EMPAT PULUH TUJUH

71 12 1
                                    

E N J O Y!

❤❤❤

Liburan semester ganjil sudah selesai. Kini para murid kembali memasuki sekolah dengan semester baru.

"Perasaan liburan cepat banget," ujar Citra. Gadis berseragam khas anak SMA yang dipadukan dengan hijab berwarna putih itu semakin terlihat manis.

Mereka berlima kini mulai mengenakan hijab untuk menutup aurat. Meskipun tidak hijab yang panjang, tapi hijab yang mereka kenakan masih bisa menutupi dada.

"Lama, gue aja nggak sabar buat sekolah," sahut Fauzia.

"Orang pinter sama orang yang otaknya pas-pasan kayak kita itu beda, Cit," sahut Putri.

"Otak lo aja, otak gue nggak," ujar Citra.

"Heh! Dibelain malah ngelunjak!" balas Putri.

"Online shop jadi diambil alih sama Nadia?" tanya Nia.

"Jadi, katanya buat nambah uang jajan dia disana," jawab Elisa.

Beberapa hari sebelum Nadia berangkat kembali ke rumah neneknya. Mereka bertujuh sempat berkumpul di rumah Eka. Tentunya untuk menjenguk Eka sekaligus untuk bertemu karena kangen. Mereka juga membahas bisnis online shop yang sudah lama tidak open pre order. Akhirnya, mereka menyerahkan online shop pada Nadia.
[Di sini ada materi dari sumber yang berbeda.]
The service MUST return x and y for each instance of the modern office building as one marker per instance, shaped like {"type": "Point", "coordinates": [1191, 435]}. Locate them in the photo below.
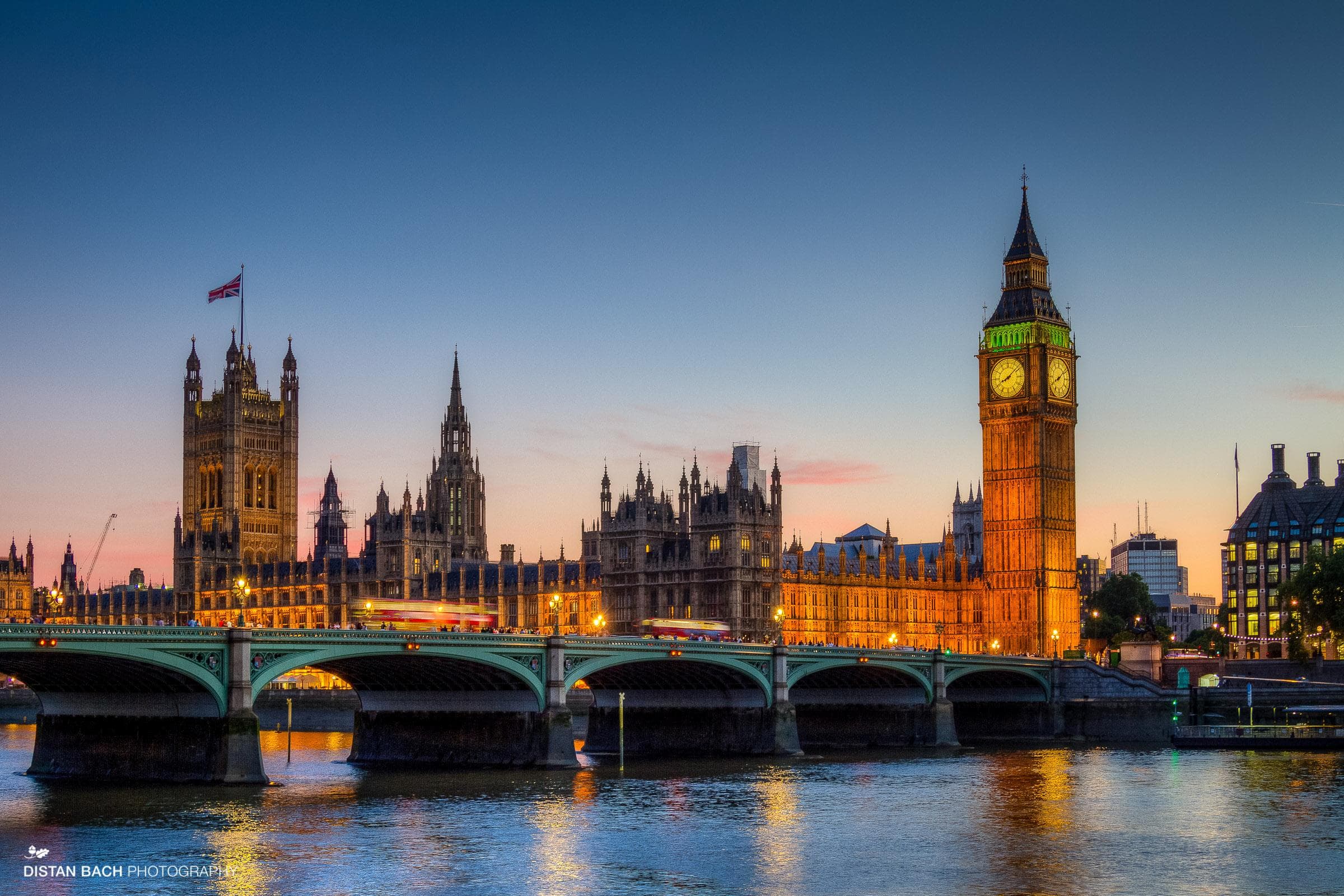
{"type": "Point", "coordinates": [1265, 547]}
{"type": "Point", "coordinates": [1152, 558]}
{"type": "Point", "coordinates": [1092, 573]}
{"type": "Point", "coordinates": [1186, 613]}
Awalnya Nadia ragu untuk menerima tawaran itu, tapi setelah dua hari berpikir Nadia memutuskan untuk melanjutkan bisnis online shop mereka.

"Bagus kalo gitu," ujar Fauzia.

"Sok alim," sahut sebuah suara dari arah belakang mereka berlima membuat mereka menoleh dan mendapati Ranum yang tengah bersama dengan teman-temannya.

"Bener kata orang. Berhijrah memang banyak godaan setan," balas Citra.

"Kalian nggak pantes pakek baju tertutup kayak gitu," sahut salah satu teman Ranum.

"Emang baju lo yang kekurangan bahan itu enak dipandang apa? Mata gue sakit lihat seragam kalian yang kurang bahan itu. Lo mau sekolah atau mau ke club?" kata-kata itu keluar dari mulut Elisa.

"Jangan bicara sembarangan!" pekik Ranum.

"Mendingan lo ke psikeater deh," kata Putri sinis. "Kasihan gue lihat lo teriak-teriak nggak jelas," sambungnya.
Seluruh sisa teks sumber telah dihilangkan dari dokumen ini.